In this new frame of life, each act of repentance is specific. When we discern a particular fault, shortcoming, misbehaviour, bad habit, we need to ask forgiveness for it, through Christ’s atonement, telling God that we are asking also for help to break the pattern: to be difference henceforth and not lapse again, and meantime to do all we can do to make amends for the damage, both relational and material, that our past lapses actually caused.This is the reality of REPENTANCE.
Unfortunately, we often think of ourselves as basically good, and certainly better than some people we know, and we really have no idea how we appear to a holy God who searches hearts and knows us literally inside out. Our pride makes it difficult to accept what God tells us about ourselves. But if we are honest and humble, we shall end up accepting that His diagnosis of us is true and correct – that begins the process of repentance, and it continues throughout our lives on earth because Christ has not come again and the consummation has not taken place (when He would make all things new).
If we do not appreciate what sin means (and if this is not communicated clearly in the sharing of the gospel), the likelihood of repentance taking place is very dim.
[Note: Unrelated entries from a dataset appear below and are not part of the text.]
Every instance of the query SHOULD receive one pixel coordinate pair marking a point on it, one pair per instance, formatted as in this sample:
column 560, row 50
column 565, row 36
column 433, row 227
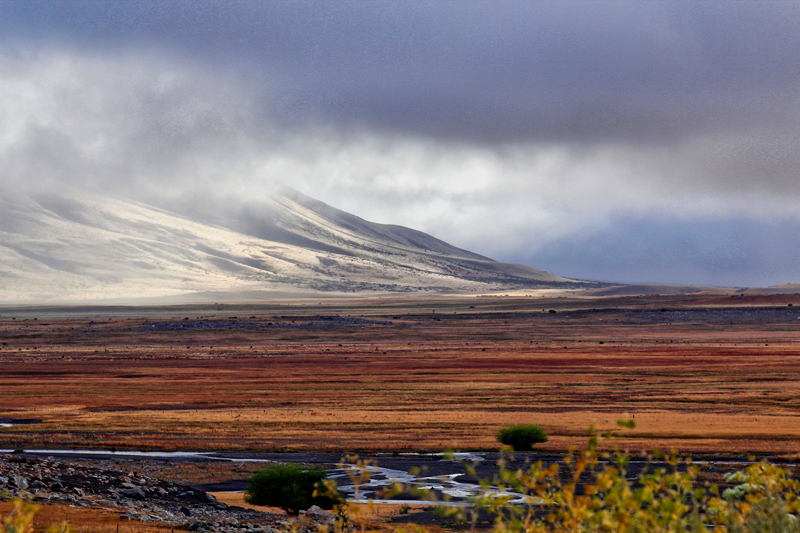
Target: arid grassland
column 700, row 373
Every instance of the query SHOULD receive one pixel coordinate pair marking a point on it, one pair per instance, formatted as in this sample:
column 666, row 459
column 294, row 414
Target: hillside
column 70, row 247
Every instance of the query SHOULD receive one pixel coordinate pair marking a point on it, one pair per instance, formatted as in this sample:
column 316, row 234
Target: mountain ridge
column 85, row 246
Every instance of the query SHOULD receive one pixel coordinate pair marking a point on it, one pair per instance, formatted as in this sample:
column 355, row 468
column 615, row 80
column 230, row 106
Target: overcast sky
column 624, row 141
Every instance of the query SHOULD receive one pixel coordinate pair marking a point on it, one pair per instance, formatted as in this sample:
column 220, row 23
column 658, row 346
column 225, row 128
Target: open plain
column 704, row 373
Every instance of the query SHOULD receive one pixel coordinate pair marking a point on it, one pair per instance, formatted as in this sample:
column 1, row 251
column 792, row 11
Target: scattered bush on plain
column 292, row 487
column 522, row 437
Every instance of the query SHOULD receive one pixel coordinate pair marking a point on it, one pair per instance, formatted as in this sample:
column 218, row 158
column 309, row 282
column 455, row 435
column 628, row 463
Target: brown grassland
column 710, row 373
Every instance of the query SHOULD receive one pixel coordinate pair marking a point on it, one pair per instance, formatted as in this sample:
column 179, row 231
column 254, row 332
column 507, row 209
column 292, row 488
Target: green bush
column 292, row 487
column 521, row 437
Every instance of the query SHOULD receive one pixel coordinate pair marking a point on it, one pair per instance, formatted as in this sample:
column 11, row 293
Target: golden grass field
column 446, row 373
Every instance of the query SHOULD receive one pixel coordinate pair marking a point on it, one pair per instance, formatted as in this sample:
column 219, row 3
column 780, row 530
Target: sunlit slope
column 79, row 247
The way of sin is to live, not for God, but for ourselves, to love and serve and please ourselves without regard for our Creator and Maker, to try to be independent of Him as a means to our own ends and to user Him as a safety net when we are in trouble (is it not true that we cry out to God only when we are in trouble and in need?). Sin is deviation from the God who wants our fellowship and worship, and sin embraces self-absorption in place of God-centredness.
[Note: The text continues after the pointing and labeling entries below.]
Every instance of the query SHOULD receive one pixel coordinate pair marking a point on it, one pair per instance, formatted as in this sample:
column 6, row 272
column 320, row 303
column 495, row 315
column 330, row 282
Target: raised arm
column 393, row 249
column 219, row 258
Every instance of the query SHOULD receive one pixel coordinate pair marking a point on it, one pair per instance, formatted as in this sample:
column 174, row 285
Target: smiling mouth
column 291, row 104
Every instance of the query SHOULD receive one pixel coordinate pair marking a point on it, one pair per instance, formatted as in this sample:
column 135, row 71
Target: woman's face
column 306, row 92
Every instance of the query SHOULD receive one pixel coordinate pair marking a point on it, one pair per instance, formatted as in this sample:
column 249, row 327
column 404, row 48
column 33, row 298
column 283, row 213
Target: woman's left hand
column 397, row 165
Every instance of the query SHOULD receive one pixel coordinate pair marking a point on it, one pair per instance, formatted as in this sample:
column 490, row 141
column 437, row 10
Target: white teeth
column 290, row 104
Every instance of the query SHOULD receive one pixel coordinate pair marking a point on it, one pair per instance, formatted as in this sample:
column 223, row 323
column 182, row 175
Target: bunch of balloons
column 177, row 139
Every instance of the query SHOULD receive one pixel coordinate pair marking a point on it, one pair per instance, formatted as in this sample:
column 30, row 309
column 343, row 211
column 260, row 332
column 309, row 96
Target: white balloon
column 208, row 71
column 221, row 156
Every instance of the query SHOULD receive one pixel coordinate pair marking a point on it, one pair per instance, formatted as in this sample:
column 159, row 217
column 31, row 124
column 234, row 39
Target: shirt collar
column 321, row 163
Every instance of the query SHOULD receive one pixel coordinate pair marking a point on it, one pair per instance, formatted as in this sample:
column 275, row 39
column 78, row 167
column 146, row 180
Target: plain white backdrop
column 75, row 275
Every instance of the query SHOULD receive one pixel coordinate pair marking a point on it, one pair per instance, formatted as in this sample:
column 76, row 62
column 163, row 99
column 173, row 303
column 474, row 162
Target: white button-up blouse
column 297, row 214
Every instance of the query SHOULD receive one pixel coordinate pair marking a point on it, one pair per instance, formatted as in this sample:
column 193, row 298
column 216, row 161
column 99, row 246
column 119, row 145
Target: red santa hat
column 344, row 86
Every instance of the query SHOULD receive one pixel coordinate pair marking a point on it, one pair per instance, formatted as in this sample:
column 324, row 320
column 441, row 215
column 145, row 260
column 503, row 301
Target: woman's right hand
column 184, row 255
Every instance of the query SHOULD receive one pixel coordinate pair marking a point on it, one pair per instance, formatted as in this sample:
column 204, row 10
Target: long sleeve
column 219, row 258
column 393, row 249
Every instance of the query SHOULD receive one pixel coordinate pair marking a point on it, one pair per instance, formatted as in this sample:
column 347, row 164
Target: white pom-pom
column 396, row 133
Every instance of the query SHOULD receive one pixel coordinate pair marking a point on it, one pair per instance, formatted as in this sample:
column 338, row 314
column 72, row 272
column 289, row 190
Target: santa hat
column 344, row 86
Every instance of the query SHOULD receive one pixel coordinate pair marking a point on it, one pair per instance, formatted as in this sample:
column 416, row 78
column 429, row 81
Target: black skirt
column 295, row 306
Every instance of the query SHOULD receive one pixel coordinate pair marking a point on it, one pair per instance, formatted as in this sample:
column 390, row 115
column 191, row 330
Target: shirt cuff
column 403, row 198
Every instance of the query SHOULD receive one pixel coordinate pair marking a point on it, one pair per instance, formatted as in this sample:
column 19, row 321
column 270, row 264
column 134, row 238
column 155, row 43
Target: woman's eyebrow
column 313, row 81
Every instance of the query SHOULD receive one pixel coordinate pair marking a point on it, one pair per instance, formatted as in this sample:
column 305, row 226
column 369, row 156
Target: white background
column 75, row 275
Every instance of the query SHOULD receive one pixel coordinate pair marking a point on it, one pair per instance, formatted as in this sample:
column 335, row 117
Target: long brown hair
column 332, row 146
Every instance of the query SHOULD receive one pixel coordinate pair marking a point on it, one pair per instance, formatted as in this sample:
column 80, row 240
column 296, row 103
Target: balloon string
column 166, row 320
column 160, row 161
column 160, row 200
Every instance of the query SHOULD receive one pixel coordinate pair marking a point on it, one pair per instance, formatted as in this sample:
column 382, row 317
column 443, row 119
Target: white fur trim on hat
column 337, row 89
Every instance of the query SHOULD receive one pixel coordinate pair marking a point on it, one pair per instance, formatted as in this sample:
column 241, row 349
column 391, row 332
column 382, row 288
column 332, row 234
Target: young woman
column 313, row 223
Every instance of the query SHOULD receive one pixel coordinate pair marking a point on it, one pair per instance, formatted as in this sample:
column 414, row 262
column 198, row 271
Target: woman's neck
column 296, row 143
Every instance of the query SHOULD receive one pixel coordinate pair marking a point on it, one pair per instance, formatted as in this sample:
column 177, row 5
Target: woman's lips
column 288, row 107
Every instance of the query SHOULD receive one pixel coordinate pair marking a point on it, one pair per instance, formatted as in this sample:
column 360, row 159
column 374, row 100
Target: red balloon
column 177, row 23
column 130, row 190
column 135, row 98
Repentance, like sin, begins as a desire of the heart. Sin will paralyse thought, so mesmerising us by the dazzling prospects it offers that reason and conscience cannot get a word in edgewise. Habitual yielding to sin’s alluring offers will blind and harden us. Slowly but surely, one’s conscience ceases to function with regard to particular things one is up to, or the attitudes of pride, godlessness, lovelessness, hatred, contempt, dishonesty, untruthfulness, or whatever one is indulging in – spiritual blindness and hardening become even deeper realities in one’s life.
Countermeasures must take place in the form of thought, prayer, meditating on the Scriptures, keeping close and becoming transparent to fellow-believers, and making a point of repenting – formally, frankly, and fully, in an explicit transaction with God the moment we realise we have in any way gone wrong.
Repentance is not just for the individual believer; it is also for our corporate life as a church. This is one major reason why God is grieved with many congregations The letters to the churches in Revelations 1-3 by Christ assess their achievement, note their failures, and tell them to repent of particular shortcomings or be pulverised in judgement, after which, all are encouraged by a promise of eternal bliss with the Lord Himself for all who ‘conquer’ – that is who say a firm no to sin and error, who uphold gospel truth as Christ and His apostles gave it, and who practice faithful obedience to it, despite all persuasions and pressures to do something else instead. We need to return to God, redeem and reclaim repentance as a way of life, both for individual believers and for the corporate church.